> On Apr 4, 2021, at 8:05 PM, Daniel Morante via freebsd-stable 
> <freebsd-stable@freebsd.org> wrote:
> 
> My vote is for no.
> 
> Reasoning is simple... at what point does it stop?  By continuously moving 
> stuff from base to ports, FreeBSD slowly becomes just a Kernel. 😉

That’s a +1 here, both for the “keep it” and for the comment above regarding 
complete OS vs. kernel and a teeny userland.

Ideally, we’d modernize ftpd to support TLS.

The PITA with ports solutions is you immediate run into the issue of which of 
the many ftp daemons is going to fit your needs and not require some 
non-trivial amount of configuration.
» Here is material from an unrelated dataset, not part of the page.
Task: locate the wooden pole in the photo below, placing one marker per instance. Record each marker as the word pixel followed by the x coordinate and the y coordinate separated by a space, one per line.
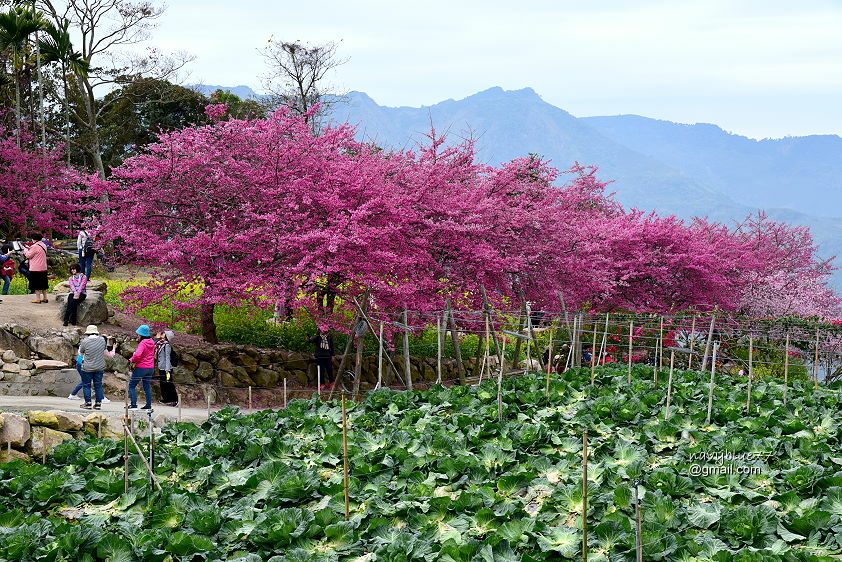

The stock ftpd ‘just works’ for local user 
accounts and has a simple method for blocking of swaths of users from using it 
if that sort of restriction is needed.

This reminds me of Apple removing the telnet client. Sure, most people don’t 
*need* telnet, but it’s handy to have, both as a simple test tool and as a way 
to get into old crufty network gear that never moved on to ssh.

Charles

> 
> On 4/3/2021 4:39 PM, Ed Maste wrote:
>> I propose deprecating the ftpd currently included in the base system
>> before FreeBSD 14, and opened review D26447
>> (https://reviews.freebsd.org/D26447) to add a notice to the man page.
>> I had originally planned to try to do this before 13.0, but it dropped
>> off my list. FTP is not nearly as relevant now as it once was, and it
>> had a security vulnerability that secteam had to address.
>> 
>> I'm happy to make a port for it if anyone needs it. Comments?